Qui va endosser le coût de la grippe aviaire ?

Il y a cinquante ans, les fermiers américains qui élevaient des poulets découvrirent qu’en enfermant leur volaille, ils pouvaient produire des poulets de table à moindre coût et avec moins d’efforts qu’avec les méthodes fermières traditionnelles. Cette nouvelle méthode s’est développée et les poulets disparurent de nos champs, enfermés dans de longues étables sans fenêtre. L’élevage industriel était né.

Cela ne s’appelle pas « élevage industriel » simplement parce que ces étables ressemblent à des usines.
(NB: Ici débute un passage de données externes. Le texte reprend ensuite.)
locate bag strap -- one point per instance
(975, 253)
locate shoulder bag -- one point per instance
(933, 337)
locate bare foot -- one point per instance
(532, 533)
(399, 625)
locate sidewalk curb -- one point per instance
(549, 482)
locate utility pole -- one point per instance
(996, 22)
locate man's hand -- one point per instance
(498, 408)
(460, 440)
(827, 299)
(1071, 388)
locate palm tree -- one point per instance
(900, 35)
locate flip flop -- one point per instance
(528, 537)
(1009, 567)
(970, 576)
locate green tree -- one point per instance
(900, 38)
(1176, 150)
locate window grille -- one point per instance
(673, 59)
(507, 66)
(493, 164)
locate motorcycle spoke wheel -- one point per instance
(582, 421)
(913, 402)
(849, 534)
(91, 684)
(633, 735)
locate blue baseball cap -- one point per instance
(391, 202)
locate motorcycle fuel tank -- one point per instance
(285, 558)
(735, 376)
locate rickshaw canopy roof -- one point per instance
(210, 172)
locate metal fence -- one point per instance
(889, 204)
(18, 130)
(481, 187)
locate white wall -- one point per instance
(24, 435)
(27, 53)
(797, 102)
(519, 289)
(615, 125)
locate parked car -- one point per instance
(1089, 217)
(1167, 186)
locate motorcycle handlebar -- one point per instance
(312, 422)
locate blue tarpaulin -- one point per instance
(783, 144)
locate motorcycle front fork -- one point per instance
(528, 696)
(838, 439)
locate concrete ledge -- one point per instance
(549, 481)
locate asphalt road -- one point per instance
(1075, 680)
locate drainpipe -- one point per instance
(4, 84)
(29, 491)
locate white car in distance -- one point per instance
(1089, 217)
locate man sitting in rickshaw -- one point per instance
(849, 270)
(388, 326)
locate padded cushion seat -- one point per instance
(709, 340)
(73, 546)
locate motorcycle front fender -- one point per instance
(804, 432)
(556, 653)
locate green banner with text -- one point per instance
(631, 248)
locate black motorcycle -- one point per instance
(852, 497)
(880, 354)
Tout, dans les méthodes de production, est pensé pour transformer ces animaux vivants en machines à conversion de grains en viande ou en œuf au plus bas coût possible.

Promenez-vous dans une de ces étables, si le producteur vous en laisse le loisir, et vous y découvrirez jusqu’à 30 000 poulets parfois. Le Conseil national du poulet, l’association professionnelle de l’industrie américaine du poulet, recommande une densité de stockage de 548 cm² par oiseau : une surface inférieure à une feuille de format A4. Quand le poulet approche son poids de vente, il recouvre complètement cette surface. Aucun poulet ne peut plus alors bouger sans avoir à pousser d’autres oiseaux. Dans l’industrie des œufs, les poules peuvent à peine se déplacer, parce qu’elles sont coincées dans des cages de treillis métallique, ce qui permet de les stocker sur trois étages, les unes au-dessus des autres.